What if the fun and games of 2017 are over? The hidden message behind the sexual harassment freak show of recent weeks is that nothing else is sufficiently serious to occupy the nation’s attention. We’re living in the Year of Suspended Reality, stuck in the sideshow and missing the three-ring circus next door in the big tent.
It probably all comes down to money. Money represents the mojo to keep on keeping on, and there is probably nothing more unreal in American life these days than the way we measure our money — literally, what it’s worth, and what everything related to it is worth. So there is nothing more unreal in our national life than the idea that it’s possible to keep on keeping on as we do.
The weeks ahead may be most illuminating on this score. The debt ceiling suspension runs out on December 8, around the same time that the tax reform question will resolve one way or another. The debt ceiling means that the treasury can’t issue any more bonds, bills, or notes. That is, it can’t borrow any more money to pretend the government can keep running.

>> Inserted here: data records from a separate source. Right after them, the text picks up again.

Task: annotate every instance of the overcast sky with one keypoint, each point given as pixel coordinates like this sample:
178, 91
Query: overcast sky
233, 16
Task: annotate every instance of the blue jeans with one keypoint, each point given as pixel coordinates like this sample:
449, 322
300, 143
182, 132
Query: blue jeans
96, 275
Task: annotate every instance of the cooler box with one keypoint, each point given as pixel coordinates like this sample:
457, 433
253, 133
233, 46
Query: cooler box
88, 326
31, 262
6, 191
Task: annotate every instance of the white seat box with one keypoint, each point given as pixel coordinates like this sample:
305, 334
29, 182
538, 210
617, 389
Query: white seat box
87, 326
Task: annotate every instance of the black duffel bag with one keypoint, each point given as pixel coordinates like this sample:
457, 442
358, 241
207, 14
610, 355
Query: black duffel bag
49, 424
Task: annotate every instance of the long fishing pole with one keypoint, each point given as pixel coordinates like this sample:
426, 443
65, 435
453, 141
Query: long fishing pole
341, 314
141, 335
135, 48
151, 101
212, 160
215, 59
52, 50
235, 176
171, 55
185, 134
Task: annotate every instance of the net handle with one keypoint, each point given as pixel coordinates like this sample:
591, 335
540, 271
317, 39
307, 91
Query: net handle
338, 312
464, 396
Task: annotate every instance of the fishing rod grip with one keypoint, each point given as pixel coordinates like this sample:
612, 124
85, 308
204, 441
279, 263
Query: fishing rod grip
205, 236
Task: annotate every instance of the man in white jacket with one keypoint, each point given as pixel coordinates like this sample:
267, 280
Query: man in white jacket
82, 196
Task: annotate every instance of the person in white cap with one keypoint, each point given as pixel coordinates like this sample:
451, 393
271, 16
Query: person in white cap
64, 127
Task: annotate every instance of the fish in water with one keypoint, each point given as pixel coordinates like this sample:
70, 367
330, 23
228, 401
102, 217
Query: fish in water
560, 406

Normally these days (and it’s really very abnormal), the treasury pawns off paper IOUs to the Federal Reserve and the Fed makes digital entries on various account ledgers that purport to be “money.” And, by the way, the Fed is a consortium of private banks not a department of government — which is surely one of a thousand ways that the public is confused and deceived about what condition our condition is in, as the old song goes.